Looking ahead, we’ll be focused on fixed income and currency markets for hints on what the Fed might do later this month and how central bank actions could spill into oil markets. Unlike Fed Fund Futures, we’re far from certain on what policy makers will do in July, but we have a hunch the bearish macro picture will be back in focus in the coming weeks.

Quick Hits

- Brent crude oil moved sideways near $64 this week with bullish pressure coming from the recent OPEC+ deal and provocation from Iran while a jittery macro background kept a lid on rallies.

- Iran’s military publicly said they will retaliate in response to the seizure of an oil tanker by the British Marines last week which held Iranian crude. Traders seem to be taking the threat seriously as a BP oil tanker turned away from Iraq’s Basrah terminal and moved towards Saudi Arabia on July 6th on fears the vessel could have been attacked. Meanwhile Iran’s political leaders have stated they will continue to enrich uranium above levels which violate the JCPOA as long as they are barred from global markets.

- Geopolitical issues are piling up from Caracas to Tehran but fundamentals-focused traders seem unconcerned. This week the month 1 v. month 2 brent spread traded just 23 cents contango which implies modest global inventory draws in the coming weeks at a time when crude oil and gasoline stocks should be in rapid seasonal decline. The same time period spread for WTI is just 6 cents contango as strong US production and weak US demand are pushing more barrels into the Cushing, OK delivery hub.

- US equity markets took a hit at the end of last week when a better than expected June employment number (+224k jobs) injected fear into markets that the US Fed may not be as dovish as hoped. The S&P 500 traded near 2,980 this week representing a 19% climb YTD.

- US Fed Chair Jerome Powell is set to appear in front of congress this week with traders glued to the TV for signals on what the central bank’s next move might be. Markets currently expect a 25 basis point rate cut to come at the end of the month, so anything other than a reassuring, dovish tone from Powell could be highly bearish across risk assets.

- As we mentioned in our opening piece, the US 2yr yield recently spiked above 1.9% following semi-hawkish comments from two members of US Fed leadership.

- The US Dollar index has also spiked higher moving from 96.0 on June 25th to 97.5 this week. Like the move higher in yields, this seems to conflict with the certainty seen by Fed Fund Futures that the US central bank is going to cut rates at the end of the month.

DOE Wrap Up

• US crude stocks fell by 1.1m bbls last week despite a decrease in demand, an increase in production and a sharp jump in net imports.

• Crude inventories in the Cushing, OK delivery hub increased by 650k bbls to 52.5m.

• Domestic crude production had a slight uptick last moving to 12.2m bpd. US producers have averaged 12.1m bpd of output so far in 2019 up from 10.8m bpd in 2018 and 9.4m bpd in 2017.

• As for trade, the US imported 7.6m bpd last week up from 6.7m bpd the week prior. US traders also imported 4.6m bpd last week up from 2.9m bpd in previous week.

• US refiners processed 17.3m bpd last week moving down w/w by about 40k bpd.
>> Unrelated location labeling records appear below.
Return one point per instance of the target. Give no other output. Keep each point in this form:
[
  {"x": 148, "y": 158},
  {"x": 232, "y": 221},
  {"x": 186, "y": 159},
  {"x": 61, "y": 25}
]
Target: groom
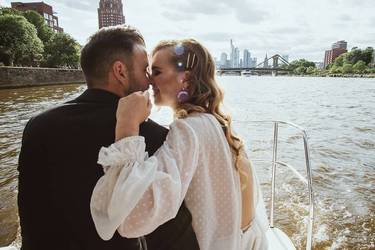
[{"x": 57, "y": 163}]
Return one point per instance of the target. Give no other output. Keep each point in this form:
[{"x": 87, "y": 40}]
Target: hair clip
[{"x": 190, "y": 64}]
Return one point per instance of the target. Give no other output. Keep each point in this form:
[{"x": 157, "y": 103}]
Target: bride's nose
[{"x": 149, "y": 77}]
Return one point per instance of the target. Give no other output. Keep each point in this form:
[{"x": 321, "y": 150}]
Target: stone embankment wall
[{"x": 17, "y": 77}]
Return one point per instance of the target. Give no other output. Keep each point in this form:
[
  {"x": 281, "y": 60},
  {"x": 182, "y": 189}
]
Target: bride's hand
[{"x": 132, "y": 110}]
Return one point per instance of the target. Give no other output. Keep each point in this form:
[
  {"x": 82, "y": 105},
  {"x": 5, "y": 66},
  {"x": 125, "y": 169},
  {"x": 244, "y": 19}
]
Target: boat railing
[{"x": 307, "y": 181}]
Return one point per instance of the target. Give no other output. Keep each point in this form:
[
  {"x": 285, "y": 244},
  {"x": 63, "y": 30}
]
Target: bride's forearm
[{"x": 126, "y": 129}]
US demand has averaged 17.24m bpd over the last four weeks which is lower y/y by about 430k bpd. Refiners have averaged 16.5m bpd so far in 2019 which is lower y/y by about 280k bpd.

• The US currently has 27.2 days of crude oil supply on hand moving slightly lower from its 28.0 average over the last four weeks. The 28.0 average is higher by about 15% y/y.
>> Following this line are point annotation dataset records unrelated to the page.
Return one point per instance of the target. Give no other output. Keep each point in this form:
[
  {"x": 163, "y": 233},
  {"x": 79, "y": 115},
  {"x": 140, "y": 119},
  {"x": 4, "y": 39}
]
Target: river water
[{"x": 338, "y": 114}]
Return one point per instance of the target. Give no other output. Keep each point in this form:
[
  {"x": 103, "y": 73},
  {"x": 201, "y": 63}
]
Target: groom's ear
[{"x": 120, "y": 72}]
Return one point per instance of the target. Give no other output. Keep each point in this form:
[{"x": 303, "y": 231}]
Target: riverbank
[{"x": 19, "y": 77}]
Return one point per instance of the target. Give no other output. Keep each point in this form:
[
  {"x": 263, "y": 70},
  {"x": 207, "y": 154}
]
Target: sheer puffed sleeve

• Gasoline inventories fell by 1.6m bbls w/w to 230.6m and are lower y/y by about 3% over the last four weeks.

• US distillate stocks jumped by 1.4m bbls last week to 127m and are higher y/y by 9% over the last four weeks.

• US gasoline demand + exports printed 10.05m bpd last week for a w/w drop of more than 300k bpd. Implied US gasoline demand averaged 10.36m bpd in June which was lower y/y by about 75k bpd. Implied demand has averaged 9.97m bpd so far in 2019 which is lower y/y by about 50k bpd.